8/20/99 - Braid @ Fireside Bowl, Chicago, IL
Growing up in Rockford, Illinois, Chicago always seemed so far away, even though it was barely 90 minutes from my doorstep. But finally, in 1999, at age 17, I began making the trek in to the big city, whether it was with my parents’ blessing (like when I saw the Hippos at the Fireside Bowl with my buddy Anthony for his birthday that March) or by sneaking out (like when I saw Buck-O-Nine and Home Grown at the Metro, again with my buddy Anthony, just a few weeks later). But nothing was more exciting than getting to see Braid — one of my favorite bands, both at age 17 and still now at age 37 — for the first time, in what was billed as their farewell shows. (No band stays broken up, but at the time, it certainly felt final.)
No Knife were the opening act for this sold-out show. I had never heard them before that night, but they absolutely blew me away, and I’ve been a fan ever since (even though I’ve only been lucky enough to see them once more since then, and that was a decade ago — if you’re a festival promoter reading this, please throw lots of money at No Knife to reunite forever, thanks). And Braid was everything I hoped for and more, putting on fiery 21-song set that had me bouncing off the walls in excitement.
My friends and I drove home that night but then drove back to Chicago the next night for Braid’s next show, at the considerably larger Metro, which was also sold out, with support from Sarge and Alkaline Trio (which ended up being Glen Porter’s final show with the Trio, but that’s another story).
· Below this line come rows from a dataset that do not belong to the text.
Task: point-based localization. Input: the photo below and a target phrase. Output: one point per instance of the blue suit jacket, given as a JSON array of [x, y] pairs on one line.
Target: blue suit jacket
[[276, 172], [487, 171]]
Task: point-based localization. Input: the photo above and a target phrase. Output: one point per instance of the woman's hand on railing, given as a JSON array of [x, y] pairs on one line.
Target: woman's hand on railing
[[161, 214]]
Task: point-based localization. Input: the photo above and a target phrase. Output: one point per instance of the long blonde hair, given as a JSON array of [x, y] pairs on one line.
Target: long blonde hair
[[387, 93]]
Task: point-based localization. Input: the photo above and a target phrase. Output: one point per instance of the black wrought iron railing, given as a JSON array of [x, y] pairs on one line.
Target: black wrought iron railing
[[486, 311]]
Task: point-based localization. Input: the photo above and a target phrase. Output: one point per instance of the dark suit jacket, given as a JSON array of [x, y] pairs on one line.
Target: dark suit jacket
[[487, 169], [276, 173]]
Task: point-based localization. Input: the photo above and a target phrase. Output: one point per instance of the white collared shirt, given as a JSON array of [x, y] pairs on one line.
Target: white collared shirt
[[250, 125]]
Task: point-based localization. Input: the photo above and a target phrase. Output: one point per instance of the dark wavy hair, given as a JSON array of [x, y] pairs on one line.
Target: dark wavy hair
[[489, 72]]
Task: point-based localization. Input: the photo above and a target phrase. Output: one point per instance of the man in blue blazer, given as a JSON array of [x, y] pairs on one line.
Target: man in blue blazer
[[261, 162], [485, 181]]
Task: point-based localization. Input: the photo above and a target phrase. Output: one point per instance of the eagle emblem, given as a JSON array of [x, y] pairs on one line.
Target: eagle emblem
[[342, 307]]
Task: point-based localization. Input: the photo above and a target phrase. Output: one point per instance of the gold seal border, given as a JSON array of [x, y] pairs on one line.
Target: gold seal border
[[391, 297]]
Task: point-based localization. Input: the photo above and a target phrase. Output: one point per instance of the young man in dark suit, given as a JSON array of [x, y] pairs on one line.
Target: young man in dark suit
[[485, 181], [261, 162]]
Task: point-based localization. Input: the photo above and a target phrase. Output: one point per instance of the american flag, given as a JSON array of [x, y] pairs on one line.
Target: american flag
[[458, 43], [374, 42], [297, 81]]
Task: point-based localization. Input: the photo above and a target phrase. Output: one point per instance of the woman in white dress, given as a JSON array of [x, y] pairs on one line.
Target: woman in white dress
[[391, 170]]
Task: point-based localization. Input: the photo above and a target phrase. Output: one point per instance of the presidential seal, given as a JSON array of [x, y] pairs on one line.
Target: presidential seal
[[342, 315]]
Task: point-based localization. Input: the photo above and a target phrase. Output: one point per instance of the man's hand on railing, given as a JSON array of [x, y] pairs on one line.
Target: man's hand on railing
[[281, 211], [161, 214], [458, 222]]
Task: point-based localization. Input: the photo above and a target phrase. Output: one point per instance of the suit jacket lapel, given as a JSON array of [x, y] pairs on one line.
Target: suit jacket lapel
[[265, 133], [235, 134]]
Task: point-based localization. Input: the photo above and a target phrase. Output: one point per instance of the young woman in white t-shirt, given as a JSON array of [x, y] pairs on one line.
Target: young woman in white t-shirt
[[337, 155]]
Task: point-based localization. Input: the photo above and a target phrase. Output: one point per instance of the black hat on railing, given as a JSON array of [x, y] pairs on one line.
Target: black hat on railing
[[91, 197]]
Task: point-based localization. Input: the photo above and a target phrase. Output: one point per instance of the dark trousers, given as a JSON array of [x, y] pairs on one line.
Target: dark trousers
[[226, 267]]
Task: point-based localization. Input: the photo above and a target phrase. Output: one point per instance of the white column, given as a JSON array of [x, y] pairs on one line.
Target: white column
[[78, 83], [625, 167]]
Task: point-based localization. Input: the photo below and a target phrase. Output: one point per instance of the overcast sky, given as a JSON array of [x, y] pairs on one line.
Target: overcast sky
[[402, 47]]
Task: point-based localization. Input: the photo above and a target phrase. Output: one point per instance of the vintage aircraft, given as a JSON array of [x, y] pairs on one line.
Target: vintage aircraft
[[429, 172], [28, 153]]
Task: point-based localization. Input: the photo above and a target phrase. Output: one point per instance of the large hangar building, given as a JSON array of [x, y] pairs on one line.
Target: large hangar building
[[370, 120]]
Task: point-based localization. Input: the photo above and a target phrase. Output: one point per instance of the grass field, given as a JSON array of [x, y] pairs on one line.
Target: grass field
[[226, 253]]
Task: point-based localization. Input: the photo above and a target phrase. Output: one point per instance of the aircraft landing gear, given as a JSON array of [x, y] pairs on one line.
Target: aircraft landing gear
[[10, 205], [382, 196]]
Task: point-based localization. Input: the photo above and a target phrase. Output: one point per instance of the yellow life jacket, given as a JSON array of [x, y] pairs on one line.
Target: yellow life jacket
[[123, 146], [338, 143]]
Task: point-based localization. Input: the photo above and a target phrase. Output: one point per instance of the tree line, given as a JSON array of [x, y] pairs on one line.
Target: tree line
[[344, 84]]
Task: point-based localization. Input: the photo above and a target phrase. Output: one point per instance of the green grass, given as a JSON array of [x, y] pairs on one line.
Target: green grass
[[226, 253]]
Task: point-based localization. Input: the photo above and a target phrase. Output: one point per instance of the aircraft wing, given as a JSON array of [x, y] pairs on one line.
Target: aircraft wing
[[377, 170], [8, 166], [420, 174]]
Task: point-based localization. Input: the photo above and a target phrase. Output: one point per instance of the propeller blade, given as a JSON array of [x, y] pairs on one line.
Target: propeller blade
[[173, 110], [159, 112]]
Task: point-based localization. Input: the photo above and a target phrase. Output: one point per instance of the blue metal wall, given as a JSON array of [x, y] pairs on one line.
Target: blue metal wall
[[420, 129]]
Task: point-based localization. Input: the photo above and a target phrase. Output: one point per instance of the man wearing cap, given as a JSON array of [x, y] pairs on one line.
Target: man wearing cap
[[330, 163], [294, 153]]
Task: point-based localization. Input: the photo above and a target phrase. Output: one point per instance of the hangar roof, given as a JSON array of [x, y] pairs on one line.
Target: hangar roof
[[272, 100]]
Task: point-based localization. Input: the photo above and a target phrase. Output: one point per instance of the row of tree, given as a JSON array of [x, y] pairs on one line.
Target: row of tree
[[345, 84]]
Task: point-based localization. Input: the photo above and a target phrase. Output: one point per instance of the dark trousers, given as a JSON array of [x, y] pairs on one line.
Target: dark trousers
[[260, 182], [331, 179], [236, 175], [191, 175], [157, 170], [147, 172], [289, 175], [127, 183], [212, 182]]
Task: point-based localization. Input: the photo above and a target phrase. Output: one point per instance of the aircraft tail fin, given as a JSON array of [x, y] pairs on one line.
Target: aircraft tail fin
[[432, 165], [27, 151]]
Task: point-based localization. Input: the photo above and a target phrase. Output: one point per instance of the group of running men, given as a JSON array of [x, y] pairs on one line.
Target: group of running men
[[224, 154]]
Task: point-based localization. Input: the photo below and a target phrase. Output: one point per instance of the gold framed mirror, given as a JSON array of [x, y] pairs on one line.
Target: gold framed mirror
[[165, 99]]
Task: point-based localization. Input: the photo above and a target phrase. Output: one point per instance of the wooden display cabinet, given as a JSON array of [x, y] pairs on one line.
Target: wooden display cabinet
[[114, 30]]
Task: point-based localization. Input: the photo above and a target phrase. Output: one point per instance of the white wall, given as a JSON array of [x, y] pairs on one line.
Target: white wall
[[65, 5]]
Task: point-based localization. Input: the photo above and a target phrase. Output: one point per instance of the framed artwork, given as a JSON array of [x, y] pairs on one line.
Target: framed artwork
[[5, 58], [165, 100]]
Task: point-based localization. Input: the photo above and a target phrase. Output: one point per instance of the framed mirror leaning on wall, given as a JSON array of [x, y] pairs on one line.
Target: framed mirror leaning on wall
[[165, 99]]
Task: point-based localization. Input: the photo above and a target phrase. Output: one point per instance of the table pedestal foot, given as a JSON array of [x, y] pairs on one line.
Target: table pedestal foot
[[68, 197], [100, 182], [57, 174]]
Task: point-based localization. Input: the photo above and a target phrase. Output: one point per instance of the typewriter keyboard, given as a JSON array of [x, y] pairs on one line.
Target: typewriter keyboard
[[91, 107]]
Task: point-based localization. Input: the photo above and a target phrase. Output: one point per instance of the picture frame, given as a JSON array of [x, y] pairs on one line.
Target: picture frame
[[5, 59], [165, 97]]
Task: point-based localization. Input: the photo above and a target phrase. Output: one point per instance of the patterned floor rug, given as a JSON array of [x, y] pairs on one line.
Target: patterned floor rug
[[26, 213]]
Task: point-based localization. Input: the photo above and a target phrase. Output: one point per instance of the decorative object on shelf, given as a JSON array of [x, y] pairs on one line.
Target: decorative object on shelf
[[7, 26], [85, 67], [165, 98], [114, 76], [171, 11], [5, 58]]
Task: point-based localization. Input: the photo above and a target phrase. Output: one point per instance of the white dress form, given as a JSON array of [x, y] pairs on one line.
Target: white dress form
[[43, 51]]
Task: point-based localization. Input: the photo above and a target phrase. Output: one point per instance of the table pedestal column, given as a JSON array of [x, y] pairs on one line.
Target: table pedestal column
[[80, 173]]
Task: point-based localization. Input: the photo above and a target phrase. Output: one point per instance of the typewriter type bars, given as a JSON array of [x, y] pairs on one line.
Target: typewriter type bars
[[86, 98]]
During that Metro show, I caught wind of a secret Braid show back at the Fireside later that night, but try as I might, none of my friends were up for a third go-’round. (And seeing as how they were my ride, by proxy, neither was I.)
But, yeah: Braid ruled, Braid still rules, and when in doubt, go to the show, because you never know when you’ll get a chance to see a band again.